Additional detail on the Project.
The Thistles were commissioned through Sean Cockburn Blacksmith, Cousland Smiddy, and are hand crafted in a base metal. Each Thistle will also show their Soldier’s name on a polished brass nameplate. The engraved nameplate is being manufactured by Alexander Pollock, Precision Engravers, Haddington.
Each Soldier’s procession, starting at 3pm each on the day, will include the Burgh Flag, a Piper, a representative from the Community Council and the Thistle Carrier – members of the public are also welcome to join each procession. Family descendants of the Soldier being commemorated will be given priority to carry his Thistle. The names webpage contains each Soldier’s details and also shows where each Soldier’s starting place will be, either their last known address of their connection to Haddington* or, where this is not known or they are recorded as being from outside Haddington Town, the starting place will be St Mary’s War memorial.

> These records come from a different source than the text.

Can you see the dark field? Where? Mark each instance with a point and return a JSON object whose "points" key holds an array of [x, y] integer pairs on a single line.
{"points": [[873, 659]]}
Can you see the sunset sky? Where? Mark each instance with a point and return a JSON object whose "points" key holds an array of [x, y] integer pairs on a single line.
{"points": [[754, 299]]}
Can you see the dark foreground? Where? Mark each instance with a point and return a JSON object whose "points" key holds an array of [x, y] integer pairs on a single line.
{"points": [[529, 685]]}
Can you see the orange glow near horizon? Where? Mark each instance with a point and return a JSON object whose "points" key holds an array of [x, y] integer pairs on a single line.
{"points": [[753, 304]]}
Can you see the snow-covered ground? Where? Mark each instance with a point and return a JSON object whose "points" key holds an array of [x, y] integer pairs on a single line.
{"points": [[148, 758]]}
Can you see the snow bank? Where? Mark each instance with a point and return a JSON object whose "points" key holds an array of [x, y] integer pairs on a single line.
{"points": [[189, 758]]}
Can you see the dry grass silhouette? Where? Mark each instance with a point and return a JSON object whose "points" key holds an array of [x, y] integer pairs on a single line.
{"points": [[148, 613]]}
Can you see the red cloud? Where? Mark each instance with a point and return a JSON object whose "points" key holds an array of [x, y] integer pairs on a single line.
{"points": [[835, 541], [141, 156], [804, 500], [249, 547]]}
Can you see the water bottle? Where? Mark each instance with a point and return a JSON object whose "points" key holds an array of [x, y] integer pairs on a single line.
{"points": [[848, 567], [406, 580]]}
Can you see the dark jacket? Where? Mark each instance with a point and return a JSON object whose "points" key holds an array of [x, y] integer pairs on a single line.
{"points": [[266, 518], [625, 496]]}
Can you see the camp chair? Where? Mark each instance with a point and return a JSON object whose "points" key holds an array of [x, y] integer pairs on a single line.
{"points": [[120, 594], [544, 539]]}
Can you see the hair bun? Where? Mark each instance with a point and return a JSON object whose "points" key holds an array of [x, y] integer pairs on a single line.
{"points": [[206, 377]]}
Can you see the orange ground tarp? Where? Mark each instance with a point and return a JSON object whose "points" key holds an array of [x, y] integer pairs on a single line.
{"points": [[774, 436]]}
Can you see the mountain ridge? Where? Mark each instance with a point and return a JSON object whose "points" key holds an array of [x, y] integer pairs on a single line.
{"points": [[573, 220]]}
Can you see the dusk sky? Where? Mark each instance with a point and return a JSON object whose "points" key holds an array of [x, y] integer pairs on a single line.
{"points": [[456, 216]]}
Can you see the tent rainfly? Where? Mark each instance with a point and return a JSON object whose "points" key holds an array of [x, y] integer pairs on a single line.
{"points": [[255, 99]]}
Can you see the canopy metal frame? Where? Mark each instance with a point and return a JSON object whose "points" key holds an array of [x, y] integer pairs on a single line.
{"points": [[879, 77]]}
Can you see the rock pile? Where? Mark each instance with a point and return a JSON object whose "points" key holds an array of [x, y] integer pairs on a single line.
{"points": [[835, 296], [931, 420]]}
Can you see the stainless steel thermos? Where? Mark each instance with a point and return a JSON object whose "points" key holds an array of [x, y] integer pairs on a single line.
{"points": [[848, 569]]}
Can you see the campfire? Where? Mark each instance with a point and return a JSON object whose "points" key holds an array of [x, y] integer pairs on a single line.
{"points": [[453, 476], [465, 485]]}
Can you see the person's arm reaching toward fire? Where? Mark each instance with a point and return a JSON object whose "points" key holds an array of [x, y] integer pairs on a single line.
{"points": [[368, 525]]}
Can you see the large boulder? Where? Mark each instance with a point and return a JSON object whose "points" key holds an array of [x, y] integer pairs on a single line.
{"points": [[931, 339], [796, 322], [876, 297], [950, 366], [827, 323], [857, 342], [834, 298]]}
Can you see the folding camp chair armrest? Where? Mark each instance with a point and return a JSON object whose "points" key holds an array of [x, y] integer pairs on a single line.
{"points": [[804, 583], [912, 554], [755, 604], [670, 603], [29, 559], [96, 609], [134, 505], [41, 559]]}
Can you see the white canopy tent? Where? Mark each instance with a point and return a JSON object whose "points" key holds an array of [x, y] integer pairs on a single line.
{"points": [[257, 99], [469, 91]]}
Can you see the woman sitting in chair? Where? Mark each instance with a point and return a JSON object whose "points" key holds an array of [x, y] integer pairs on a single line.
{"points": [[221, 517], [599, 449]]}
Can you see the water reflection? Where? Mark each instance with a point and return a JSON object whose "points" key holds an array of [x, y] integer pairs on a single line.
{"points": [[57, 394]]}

* The starting point is determined by their last connection to Haddington – this could be their home or family address or the address where their parents were sent notification of their death (although the Solder may have lived outside Haddington) .
The Project would not have been possible if it wasn’t for the research carried out by Alastair Shepherd, Gifford. Alastair published a book in 2013, The Haddington War Memorial 1914 – 1918, which records the war records of each of the 130 names on the War memorial. Haddington Community Council are indebted to Alastair for this research.
Although this section is impersonal, I feel it’s worth listing some key points that have come out of the research –
No of deaths by year
No who died in 1914 – 5
No who died in 1915 – 24
No who died in 1916 – 23
No who died in 1917 – 37
No who died in 1918 – 36
No who died in 1919 – 5
Names of those who are not on war memorial (of those we know about)
- James Cunningham killed on 11th May 1916 (note another James Cunningham also died, who is on the War Memorial).
- David Cowan – he was buried at St Mary’s exactly 100 years from the 2015 Armistice date.
- J Milligan – no other detail other than his name is on the Lodge WW1 name board and marked to show he died in the war.
Youngest and Oldest casualty
Youngest casualty – John Souness aged 18yrs, 2 mths and 10 days.
Oldest casualty – William George Pitcher Aged 56.
Brothers who died
Adam, Alexander, John and James Cranston
John, Robert and William Ramage
James and Robert Dickson
George and John Burns
Thomas and Michael Gaffney
David and William Kerr
George and John Souness
Robert and John Young
Father and Son
William and Victor Pitcher, father and son.